The new relationships are intended to build understanding about how Jobcentres can support people, from providing work experience and training to introductions to employers and help with applications.

While overall ethnic minority employment is at a record high, an ethnicity employment gap of 9.3 percentage points persists.

The government’s 2017 Race Disparity Audit also highlighted where many people from ethnic minorities were being left behind, missing out on work opportunities and support to get employment and training.

In addition, employment rates vary significantly between ethnic minority communities. The Indian community has the highest employment rate of ethnic minority groups at 76.9 per cent, meanwhile the black employment rate is 67.4 per cent and the Pakistani and Bangladeshi community rate is 56.7 per cent.

Employment Minister Alok Sharma said: “We are focused on helping people find the jobs they want, but too often people from certain ethnic minorities are missing out.

“By actively building relationships with local mosques, we can build up trust with the community and make sure they are getting the support that’s on offer.

“While we have record high ethnic minority employment, there is still an ethnicity employment gap that I am determined to close – good relationships between jobcentres and ethnic minority communities are vital if we are to have any chance at eliminating employment inequality.”

Amid the range of tailored initiatives, mosque leaders have been invited in to meet with the Jobcentre staff about the support on offer, as well as their advisers spending time based in mosques.
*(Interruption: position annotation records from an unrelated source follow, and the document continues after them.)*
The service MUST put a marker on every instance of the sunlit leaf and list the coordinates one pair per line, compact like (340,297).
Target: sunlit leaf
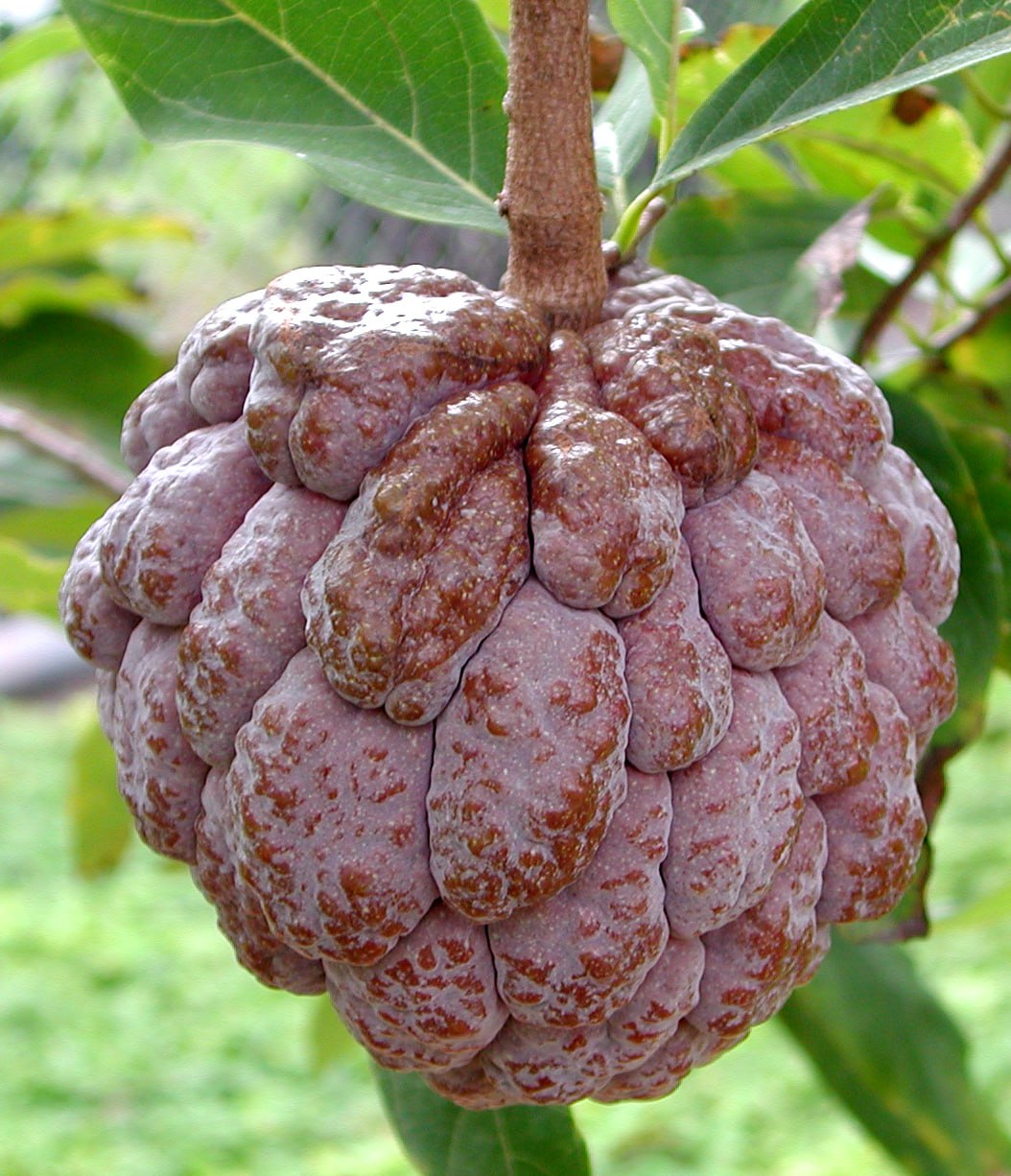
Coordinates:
(100,823)
(622,125)
(496,12)
(834,55)
(444,1140)
(35,43)
(397,103)
(897,1060)
(718,15)
(988,454)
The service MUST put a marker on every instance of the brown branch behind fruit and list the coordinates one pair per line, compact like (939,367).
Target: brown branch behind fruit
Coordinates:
(883,313)
(71,452)
(551,197)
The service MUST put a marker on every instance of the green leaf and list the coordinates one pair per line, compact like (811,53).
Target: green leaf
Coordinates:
(35,291)
(31,239)
(833,55)
(52,529)
(718,15)
(329,1040)
(744,247)
(496,13)
(29,582)
(444,1140)
(654,30)
(897,1060)
(975,625)
(622,125)
(396,103)
(855,152)
(100,822)
(40,42)
(78,365)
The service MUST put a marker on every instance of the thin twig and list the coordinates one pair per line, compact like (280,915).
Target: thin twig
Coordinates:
(71,452)
(932,249)
(996,301)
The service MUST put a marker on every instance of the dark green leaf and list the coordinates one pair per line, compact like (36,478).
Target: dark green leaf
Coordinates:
(29,47)
(833,55)
(856,152)
(29,582)
(444,1140)
(100,823)
(745,247)
(896,1059)
(397,103)
(654,30)
(975,625)
(78,365)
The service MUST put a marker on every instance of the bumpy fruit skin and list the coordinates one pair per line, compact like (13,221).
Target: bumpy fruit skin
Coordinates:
(542,698)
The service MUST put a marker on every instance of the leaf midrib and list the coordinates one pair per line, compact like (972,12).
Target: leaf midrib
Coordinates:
(370,116)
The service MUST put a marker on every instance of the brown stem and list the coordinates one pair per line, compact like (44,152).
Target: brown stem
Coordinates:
(934,246)
(74,454)
(551,197)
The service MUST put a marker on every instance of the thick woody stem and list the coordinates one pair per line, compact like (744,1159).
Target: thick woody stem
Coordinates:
(551,197)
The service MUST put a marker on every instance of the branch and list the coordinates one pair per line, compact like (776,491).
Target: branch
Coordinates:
(988,183)
(77,456)
(551,197)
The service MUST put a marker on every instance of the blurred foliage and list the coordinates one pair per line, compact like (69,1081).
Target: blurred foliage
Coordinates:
(109,249)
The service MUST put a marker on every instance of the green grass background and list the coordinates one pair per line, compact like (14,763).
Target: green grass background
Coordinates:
(131,1045)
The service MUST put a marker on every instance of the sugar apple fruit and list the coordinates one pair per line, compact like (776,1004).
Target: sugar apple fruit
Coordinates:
(542,697)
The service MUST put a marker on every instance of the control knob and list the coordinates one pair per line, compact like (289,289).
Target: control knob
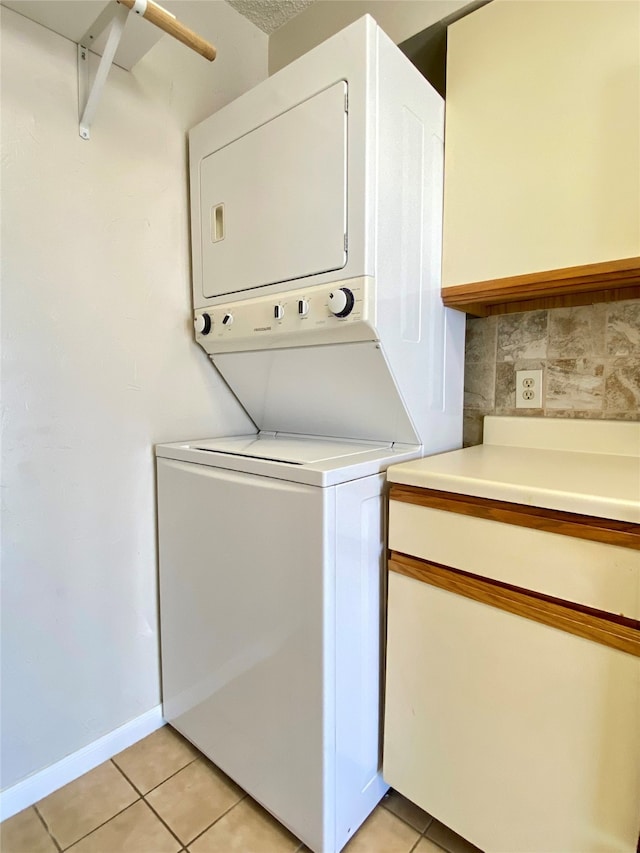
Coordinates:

Since the start of the year, Oldham Jobcentre staff have been invited into the Greengate Mosque after Friday prayers. At the biggest weekly gathering for local muslim worshippers, they’ve been able to reach new audiences to promote the benefits of local apprenticeships and training opportunities and offer advice and support on benefits and getting into work.

While apprenticeships are generally known to be effective at supporting people into good work, just eight per cent of young people from ethnic minority backgrounds in Greater Manchester are taking up the opportunities.
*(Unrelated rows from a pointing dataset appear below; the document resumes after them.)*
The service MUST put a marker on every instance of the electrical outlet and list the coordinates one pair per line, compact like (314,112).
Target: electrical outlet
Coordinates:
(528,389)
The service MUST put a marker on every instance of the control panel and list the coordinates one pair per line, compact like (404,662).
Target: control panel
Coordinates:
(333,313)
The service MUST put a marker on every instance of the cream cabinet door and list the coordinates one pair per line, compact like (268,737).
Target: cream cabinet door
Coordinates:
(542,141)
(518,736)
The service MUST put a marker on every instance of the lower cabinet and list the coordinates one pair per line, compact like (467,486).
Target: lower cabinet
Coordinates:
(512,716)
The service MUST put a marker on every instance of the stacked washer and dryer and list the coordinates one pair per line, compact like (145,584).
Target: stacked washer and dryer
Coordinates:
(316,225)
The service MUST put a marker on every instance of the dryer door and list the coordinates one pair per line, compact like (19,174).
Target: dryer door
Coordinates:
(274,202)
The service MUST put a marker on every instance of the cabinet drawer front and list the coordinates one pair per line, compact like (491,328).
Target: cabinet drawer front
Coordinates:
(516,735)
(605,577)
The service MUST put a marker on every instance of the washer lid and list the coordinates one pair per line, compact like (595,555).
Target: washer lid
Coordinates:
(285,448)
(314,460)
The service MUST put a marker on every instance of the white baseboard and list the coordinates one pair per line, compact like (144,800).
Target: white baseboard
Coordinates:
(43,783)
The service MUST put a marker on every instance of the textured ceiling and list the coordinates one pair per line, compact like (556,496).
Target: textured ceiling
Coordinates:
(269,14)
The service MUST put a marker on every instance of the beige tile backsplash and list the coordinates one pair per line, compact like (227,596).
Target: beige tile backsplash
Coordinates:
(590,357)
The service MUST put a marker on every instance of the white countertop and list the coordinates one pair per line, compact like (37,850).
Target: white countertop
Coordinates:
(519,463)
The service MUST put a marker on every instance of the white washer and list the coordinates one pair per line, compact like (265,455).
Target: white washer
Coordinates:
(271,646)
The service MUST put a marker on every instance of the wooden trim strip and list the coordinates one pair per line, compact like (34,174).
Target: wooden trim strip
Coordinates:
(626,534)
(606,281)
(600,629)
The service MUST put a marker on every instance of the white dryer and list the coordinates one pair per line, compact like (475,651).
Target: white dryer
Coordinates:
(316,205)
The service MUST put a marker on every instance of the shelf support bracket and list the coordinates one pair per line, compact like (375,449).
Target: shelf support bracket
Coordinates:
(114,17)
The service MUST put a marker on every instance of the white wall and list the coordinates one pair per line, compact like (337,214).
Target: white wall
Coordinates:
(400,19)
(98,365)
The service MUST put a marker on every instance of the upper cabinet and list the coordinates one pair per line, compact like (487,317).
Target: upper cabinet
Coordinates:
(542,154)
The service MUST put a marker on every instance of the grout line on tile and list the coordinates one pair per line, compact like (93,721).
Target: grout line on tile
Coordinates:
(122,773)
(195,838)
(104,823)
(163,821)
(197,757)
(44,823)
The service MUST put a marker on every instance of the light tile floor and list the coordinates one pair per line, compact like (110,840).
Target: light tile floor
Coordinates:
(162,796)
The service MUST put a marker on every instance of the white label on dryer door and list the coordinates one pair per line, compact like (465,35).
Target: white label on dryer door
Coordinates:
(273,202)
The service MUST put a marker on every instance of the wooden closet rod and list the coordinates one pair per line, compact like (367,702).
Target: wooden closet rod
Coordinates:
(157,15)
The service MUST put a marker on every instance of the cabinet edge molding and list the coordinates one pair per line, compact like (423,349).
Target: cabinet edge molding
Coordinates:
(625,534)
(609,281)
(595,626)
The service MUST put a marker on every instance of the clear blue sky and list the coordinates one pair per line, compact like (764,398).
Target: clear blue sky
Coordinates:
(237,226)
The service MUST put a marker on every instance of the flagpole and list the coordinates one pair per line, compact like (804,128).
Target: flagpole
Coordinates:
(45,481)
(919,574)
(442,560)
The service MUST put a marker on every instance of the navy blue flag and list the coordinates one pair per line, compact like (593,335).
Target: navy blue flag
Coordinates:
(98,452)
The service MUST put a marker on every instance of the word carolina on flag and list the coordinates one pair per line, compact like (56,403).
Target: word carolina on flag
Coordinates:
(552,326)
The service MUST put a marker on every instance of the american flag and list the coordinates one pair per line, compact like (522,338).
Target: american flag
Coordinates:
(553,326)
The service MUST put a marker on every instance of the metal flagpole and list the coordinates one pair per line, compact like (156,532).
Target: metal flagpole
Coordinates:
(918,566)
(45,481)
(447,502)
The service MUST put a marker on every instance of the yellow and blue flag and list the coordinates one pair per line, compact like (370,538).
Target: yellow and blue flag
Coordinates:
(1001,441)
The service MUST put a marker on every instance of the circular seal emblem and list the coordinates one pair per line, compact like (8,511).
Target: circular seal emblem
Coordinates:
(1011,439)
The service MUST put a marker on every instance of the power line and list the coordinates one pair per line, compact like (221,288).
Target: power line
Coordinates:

Faz Afzal from Greengate Mosque in Oldham said: “The Jobcentre has managed to bring a good initiative into the Main Mosque of Oldham.

"This is a stepping stone of getting the youth on the career ladder, within a very close knit community. We are very privileged to be part of this project, that will help the youth to develop skills and progress towards stable employment. This project can be successful with ongoing support and guidance.”
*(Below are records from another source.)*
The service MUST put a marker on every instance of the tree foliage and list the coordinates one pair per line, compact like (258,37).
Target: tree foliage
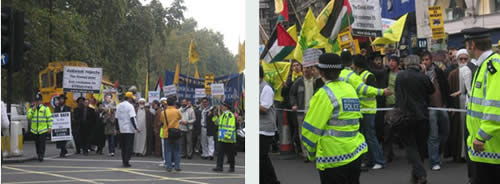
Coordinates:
(118,36)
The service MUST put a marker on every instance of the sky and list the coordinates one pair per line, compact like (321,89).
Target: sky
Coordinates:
(224,16)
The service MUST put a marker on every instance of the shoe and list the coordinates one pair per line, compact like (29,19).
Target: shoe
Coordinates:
(377,166)
(421,180)
(217,169)
(436,167)
(364,167)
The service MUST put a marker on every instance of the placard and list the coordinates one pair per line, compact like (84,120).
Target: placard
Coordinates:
(199,93)
(82,79)
(153,95)
(367,18)
(170,90)
(217,89)
(436,22)
(61,127)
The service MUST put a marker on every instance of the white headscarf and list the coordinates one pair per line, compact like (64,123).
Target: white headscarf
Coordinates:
(460,52)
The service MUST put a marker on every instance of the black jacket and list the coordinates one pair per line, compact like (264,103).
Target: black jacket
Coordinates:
(443,85)
(79,125)
(413,91)
(197,122)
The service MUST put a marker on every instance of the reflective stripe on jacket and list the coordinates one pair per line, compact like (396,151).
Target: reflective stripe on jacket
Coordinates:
(41,119)
(483,111)
(330,130)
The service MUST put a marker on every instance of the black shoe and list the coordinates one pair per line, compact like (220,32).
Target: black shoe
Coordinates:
(217,169)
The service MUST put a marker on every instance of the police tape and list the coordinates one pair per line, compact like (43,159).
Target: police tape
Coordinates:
(386,109)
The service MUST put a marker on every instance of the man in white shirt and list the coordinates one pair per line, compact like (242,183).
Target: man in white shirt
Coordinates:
(186,126)
(267,129)
(125,115)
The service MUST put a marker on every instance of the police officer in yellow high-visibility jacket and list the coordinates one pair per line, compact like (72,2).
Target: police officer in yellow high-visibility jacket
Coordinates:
(331,128)
(226,138)
(375,154)
(483,110)
(41,124)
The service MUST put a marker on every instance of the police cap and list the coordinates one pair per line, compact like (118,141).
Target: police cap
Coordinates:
(475,33)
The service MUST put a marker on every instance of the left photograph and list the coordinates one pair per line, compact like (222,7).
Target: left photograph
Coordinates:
(128,91)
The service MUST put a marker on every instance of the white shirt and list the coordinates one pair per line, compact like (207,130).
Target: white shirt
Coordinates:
(266,101)
(124,112)
(483,57)
(5,119)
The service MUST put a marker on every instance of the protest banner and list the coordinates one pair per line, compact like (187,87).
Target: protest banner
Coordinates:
(436,22)
(367,18)
(61,127)
(170,90)
(82,79)
(153,95)
(199,93)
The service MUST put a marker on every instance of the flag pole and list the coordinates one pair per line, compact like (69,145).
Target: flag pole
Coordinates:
(274,64)
(295,12)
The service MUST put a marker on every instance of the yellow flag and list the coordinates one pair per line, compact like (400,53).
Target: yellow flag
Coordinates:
(274,74)
(193,55)
(241,57)
(393,33)
(292,31)
(196,74)
(176,75)
(310,37)
(278,6)
(322,18)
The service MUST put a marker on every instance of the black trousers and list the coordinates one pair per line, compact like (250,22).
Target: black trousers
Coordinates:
(127,142)
(84,137)
(40,143)
(486,173)
(225,149)
(346,174)
(62,145)
(267,175)
(414,135)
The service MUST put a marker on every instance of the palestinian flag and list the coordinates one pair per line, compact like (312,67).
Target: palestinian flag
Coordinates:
(278,46)
(284,11)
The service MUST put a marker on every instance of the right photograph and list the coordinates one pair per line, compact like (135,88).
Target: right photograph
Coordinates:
(379,91)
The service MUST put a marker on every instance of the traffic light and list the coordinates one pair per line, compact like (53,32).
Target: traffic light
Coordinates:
(7,35)
(21,47)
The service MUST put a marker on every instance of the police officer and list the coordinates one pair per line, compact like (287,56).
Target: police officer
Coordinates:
(226,138)
(330,131)
(483,110)
(41,124)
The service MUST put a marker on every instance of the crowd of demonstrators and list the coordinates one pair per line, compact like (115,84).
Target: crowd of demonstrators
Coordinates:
(409,85)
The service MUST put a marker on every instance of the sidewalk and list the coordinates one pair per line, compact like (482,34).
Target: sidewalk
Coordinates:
(29,152)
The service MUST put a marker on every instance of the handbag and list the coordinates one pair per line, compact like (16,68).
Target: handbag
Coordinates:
(173,133)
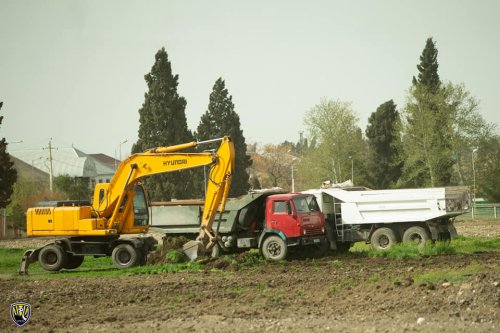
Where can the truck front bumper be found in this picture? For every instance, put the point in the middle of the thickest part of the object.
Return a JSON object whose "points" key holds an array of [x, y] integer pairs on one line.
{"points": [[309, 240]]}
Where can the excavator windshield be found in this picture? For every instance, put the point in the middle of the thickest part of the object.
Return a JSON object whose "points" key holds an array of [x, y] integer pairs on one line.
{"points": [[141, 212]]}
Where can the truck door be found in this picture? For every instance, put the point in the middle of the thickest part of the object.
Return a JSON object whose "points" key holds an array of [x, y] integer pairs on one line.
{"points": [[283, 218]]}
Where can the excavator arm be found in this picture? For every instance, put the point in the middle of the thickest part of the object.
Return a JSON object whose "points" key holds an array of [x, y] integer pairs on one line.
{"points": [[109, 198]]}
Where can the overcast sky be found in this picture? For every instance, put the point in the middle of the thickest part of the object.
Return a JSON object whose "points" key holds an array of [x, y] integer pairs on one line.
{"points": [[74, 70]]}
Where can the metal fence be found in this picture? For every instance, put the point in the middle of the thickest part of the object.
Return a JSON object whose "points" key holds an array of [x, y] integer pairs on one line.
{"points": [[483, 211]]}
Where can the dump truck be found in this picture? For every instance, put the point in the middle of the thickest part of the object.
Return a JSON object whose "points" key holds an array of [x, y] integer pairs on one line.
{"points": [[271, 220], [386, 217], [120, 208]]}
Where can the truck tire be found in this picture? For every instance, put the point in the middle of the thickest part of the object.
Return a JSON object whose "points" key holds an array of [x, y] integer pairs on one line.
{"points": [[125, 256], [416, 235], [73, 261], [273, 247], [216, 251], [52, 258], [383, 239]]}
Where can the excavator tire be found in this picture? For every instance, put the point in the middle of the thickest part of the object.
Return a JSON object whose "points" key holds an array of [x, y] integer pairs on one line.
{"points": [[73, 261], [52, 258], [125, 256]]}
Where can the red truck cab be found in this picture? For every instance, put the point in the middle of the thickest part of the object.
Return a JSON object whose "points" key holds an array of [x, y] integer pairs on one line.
{"points": [[292, 219]]}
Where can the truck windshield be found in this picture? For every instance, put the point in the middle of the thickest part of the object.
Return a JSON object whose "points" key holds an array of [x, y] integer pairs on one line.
{"points": [[306, 204]]}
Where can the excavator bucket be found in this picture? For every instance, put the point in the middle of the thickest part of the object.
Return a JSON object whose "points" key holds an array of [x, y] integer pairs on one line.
{"points": [[192, 249]]}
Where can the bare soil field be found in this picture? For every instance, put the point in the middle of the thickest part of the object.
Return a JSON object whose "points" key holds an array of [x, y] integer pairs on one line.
{"points": [[350, 293]]}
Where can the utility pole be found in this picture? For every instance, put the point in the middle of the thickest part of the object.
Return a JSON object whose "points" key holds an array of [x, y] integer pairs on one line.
{"points": [[300, 143], [51, 175]]}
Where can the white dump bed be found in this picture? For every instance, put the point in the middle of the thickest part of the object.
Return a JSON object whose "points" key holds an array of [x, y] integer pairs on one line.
{"points": [[390, 206]]}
This work sits alongside a range of other jobcentre initiatives to reach out to people in their community, including Jobcentre advisers working out of community centres, churches and libraries.

Nina Cioffi, from Oldham Jobcentre, said: “For some people, coming into the jobcentre can be daunting. But we want everyone to know all the ways we can help – from offering training to supporting people with their benefit claims.

“We want the relationship we’ve built with faith leaders to translate into trust with people in the community, so they can make the most of what we have to offer.”